Ao longo dos anos os frigoríficos continuaram recebendo importantes aportes estatais em razão da grande participação que representam na economia catarinense. A SAIC é um exemplo típico dessa forte presença do Estado enquanto agente financiador do capital privado. Fundada em 1952, a empresa teve, entre seus fundadores, diversas personalidades políticas. No rol de acionistas aparecem o próprio prefeito de Chapecó na época, José de Miranda Ramos, e o futuro prefeito, João Destri. Há também os nomes do governador de Santa Catarina, Irineu Bornhausen, além de Aderbal Ramos da Silva, que havia governado o Estado um ano antes. O apoio público foi fundamental para o crescimento e desenvolvimento da empresa que, até o início dos anos 2000, ocupava papel de destaque no mercado nacional e internacional de carnes e derivados.
Entre as décadas de 1960 e 1970, o crédito público foi o principal instrumento financiador tanto para a promoção da modernização da agricultura brasileira, garantindo assim, insumos e matéria-prima, quanto para a expansão das agroindústrias.
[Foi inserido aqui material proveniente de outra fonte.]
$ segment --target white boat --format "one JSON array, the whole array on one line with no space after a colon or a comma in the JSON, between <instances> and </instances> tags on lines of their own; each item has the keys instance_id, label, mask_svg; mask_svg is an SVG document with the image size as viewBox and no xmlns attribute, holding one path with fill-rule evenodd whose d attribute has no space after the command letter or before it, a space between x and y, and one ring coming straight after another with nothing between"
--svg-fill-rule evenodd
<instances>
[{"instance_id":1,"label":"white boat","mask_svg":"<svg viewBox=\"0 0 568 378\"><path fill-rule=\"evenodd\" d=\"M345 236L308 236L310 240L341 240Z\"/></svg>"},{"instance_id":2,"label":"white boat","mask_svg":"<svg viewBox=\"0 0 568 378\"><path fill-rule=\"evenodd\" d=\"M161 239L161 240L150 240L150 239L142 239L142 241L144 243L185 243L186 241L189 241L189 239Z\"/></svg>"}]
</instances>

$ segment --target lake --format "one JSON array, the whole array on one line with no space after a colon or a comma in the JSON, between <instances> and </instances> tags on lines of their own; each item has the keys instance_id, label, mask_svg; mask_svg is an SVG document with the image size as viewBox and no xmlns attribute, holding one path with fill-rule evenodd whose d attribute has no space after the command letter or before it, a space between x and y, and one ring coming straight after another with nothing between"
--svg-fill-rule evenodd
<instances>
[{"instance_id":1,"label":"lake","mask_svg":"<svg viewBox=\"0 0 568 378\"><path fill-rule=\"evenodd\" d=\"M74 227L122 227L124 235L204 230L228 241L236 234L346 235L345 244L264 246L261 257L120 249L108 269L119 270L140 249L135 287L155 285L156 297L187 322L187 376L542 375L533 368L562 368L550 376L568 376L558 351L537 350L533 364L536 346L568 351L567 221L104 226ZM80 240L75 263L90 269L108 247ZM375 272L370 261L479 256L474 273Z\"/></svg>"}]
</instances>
Logo no início dos anos 1980 a crise da dívida externa do Brasil reduziu os investimentos em financiamento agrícola e agroindustrial. Uma das maneiras de se obter dinheiro no período foi a venda de ações ao Banco Nacional de Desenvolvimento Econômico e Social (BNDES). O Grupo Chapecó, com a venda de ações, capitalizou US$ 4,1 milhões (Belik, 1992 apudSerpa, 2014, p. 68).
O amparo governamental se tornou ainda mais evidente a partir dos anos 1970 e 1980. Alguns frigoríficos instalados na região Oeste catarinense passaram a contratar crédito diretamente com bancos oficiais mantidos pelo Governo Federal. Conforme Serpa (2014), a Sadia (hoje marca pertencente à gigante BRF) recebeu US$ 28,9 milhões do BNDES no ano de 1985. No mesmo ano, o Grupo Chapecó (SAIC) obteve outros US$ 2,1 milhões. O dinheiro foi usado para diferentes finalidades, incluindo pesados investimentos em projetos relacionados à expansão da estrutura das atividades e internacionalização dessas empresas.
As injeções de recursos públicos continuaram ao longo dos anos. Uma das mais célebres participações do financiamento estatal ocorreu em 2009, quando o BNDES injetou R$ 400 milhões para viabilizar a fusão da Sadia com a Perdigão, o que originou a BRF, uma das maiores empresas de alimentos do mundo. O dinheiro foi aplicado a título de integralização de capital, com as compras das ações ordinárias, o banco público se tornou um dos maiores acionistas da companhia alimentícia. Antes da fusão, a Perdigão Agroindustrial havia sido beneficiada com 27 operações de crédito via BNDES. A última injeção de recursos, no ano de 2008, totalizou R$ 334 milhões e serviu para financiar o plano de investimento da empresa no período 2006-2009 (BNDES, 2023).
Entre os anos de 2009 e 2013, a Marfrig realizou 40 aquisições de empresas com o intuito de crescer rapidamente no segmento frigorífico. Uma dessas aquisições ocorreu em 2009 e envolveu a compra da Seara, que pertencia à americana Cargill. O valor da transação foi de US$ 700 milhões. Uma parte desse processo de expansão só foi possível graças a financiamentos do BNDES. No ano de 2010, o banco público comprou R$ 2,5 bilhões em debêntures emitidas pela Marfrig em uma tentativa de transformar a empresa em uma gigante global no setor de alimentos (Época Negócios, 2013).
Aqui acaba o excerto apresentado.